If KBC makes it impossible for you to keep your terms and conditions because they no longer offer you a current account, they will not be able to withdraw the discount.

Brendan


----------



## skrooge (23 Oct 2021)

The fact that €4.4 billion of deposits are moving suggests there is a chance they will keep honouring it.

 It's not as if BOI need the deposits. But like all banks they probably see a current account as a first step to selling people other products. Be strange then to roll back on the discount in that situation.


----------



## faketales (28 Oct 2021)

Brendan Burgess said:


> Your terms and conditions remain unchanged.
> 
> If KBC makes it impossible for you to keep your terms and conditions because they no longer offer you a current account, they will not be able to withdraw the discount.
> 
> Brendan



I'm in this situation also. I presume it is important to retain the current account until KBC make it impossible not to. So my mortgage will be transferred to BOI while we still have accounts with KBC to meet the condition.


----------



## Brendan Burgess (29 Oct 2021)

Very good point. Keep your KBC account until it is transferred. 

Brendan


----------



## faketales (29 Oct 2021)

Am I right in thinking it could be years? As there will be hard to find people etc. I don't think the bank can sell accounts the same way they can sell loans.


----------



## Brendan Burgess (29 Oct 2021)

Hi faketales

It won't be years. 
They have already applied for permission for the transaction to the Competition Authority.  That will come through early next year, I imagine.

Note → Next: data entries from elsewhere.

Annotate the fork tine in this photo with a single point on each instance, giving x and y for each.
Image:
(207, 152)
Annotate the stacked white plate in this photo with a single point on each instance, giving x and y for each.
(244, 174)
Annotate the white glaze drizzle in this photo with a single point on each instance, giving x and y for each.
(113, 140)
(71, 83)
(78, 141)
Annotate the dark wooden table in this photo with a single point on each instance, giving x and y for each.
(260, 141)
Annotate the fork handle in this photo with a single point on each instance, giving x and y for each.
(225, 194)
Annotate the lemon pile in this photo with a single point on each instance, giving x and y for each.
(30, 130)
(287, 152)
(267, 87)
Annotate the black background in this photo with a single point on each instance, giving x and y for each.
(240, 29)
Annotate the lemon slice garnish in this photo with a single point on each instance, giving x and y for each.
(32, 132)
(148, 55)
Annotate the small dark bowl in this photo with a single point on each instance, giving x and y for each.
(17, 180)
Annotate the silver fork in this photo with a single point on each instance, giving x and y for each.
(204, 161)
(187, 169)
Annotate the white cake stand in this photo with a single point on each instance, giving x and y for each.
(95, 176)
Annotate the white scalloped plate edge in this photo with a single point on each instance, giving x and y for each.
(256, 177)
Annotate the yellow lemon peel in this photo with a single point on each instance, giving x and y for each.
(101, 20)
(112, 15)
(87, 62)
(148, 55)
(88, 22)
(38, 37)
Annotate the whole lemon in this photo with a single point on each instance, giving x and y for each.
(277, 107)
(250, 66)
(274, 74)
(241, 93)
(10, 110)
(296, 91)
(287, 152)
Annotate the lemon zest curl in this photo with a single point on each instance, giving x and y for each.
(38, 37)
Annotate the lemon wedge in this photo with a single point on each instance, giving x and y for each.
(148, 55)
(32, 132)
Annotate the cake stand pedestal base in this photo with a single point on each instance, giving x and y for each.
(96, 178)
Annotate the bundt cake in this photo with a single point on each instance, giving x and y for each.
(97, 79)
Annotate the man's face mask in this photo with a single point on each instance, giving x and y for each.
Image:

The KBC needs to give 6 months' notice to current account customers. 

Ulster Bank has told its customers that all accounts will be closed on the expiry of the 6 months and they will send them a cheque.

The problem will be the long queue in opening an account with another bank.

Brendan


----------



## lledlledlled (31 Oct 2021)

Brendan Burgess said:


> The KBC and BoI deal is much further advanced that Ulster Bank and permanent tsb.
> 
> So, yes KBC customers should open a new current account.
> 
> ...


Do you think those getting the 0.2% discount should continue on with their KBC current account as normal, on the assumption that being forced to move (eventually) will mean they get to keep the 0.2% discount when the loans move to BOI?


----------



## lledlledlled (1 Nov 2021)

Brendan Burgess said:


> Very good point. Keep your KBC account until it is transferred.
> 
> Brendan


Do you mean keep your KBC current account but also set up a new one with BOI or AIB? 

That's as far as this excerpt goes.